Como pude escrever isto, que ainda não sei nomear e que me assombra quando

releio? Como pude abandonar esse texto durante anos naquela casa de campo

constantemente inundada no inverno? ... . A Dor é uma das coisas mais

importantes de minha vida. A palavra “escrito” não seria adequada.

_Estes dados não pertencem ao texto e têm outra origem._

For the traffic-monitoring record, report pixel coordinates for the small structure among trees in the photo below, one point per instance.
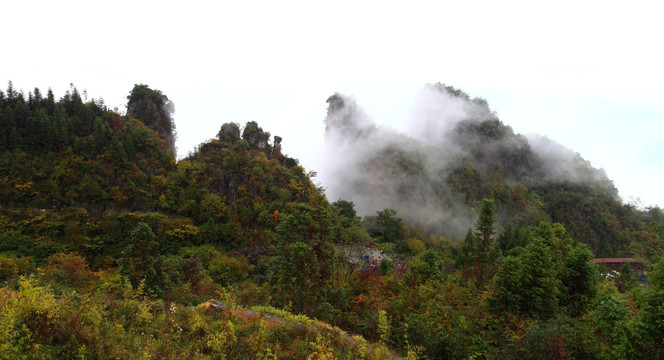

Encontrei-me diante de páginas metodicamente repletas de uma letra

extraordinariamente regular e calma. Encontrei-me diante de uma fenomenal

desordem do pensamento e do sentimento que não ousei tocar, e comparada

à qual a literatura me envergonha. ( p. 8).

A dor se manifesta lancinante no corpo, mas também é representada nas criações humanas

de diversos modos, na Bíblia e na Mitologia Grega como punição divina, nas

Belas Artes conservando seu aspecto irrepresentável, nas Ciências Biológicas através

das pesquisas semiológicas e pela busca de tratamento a fim de apaziguá-la.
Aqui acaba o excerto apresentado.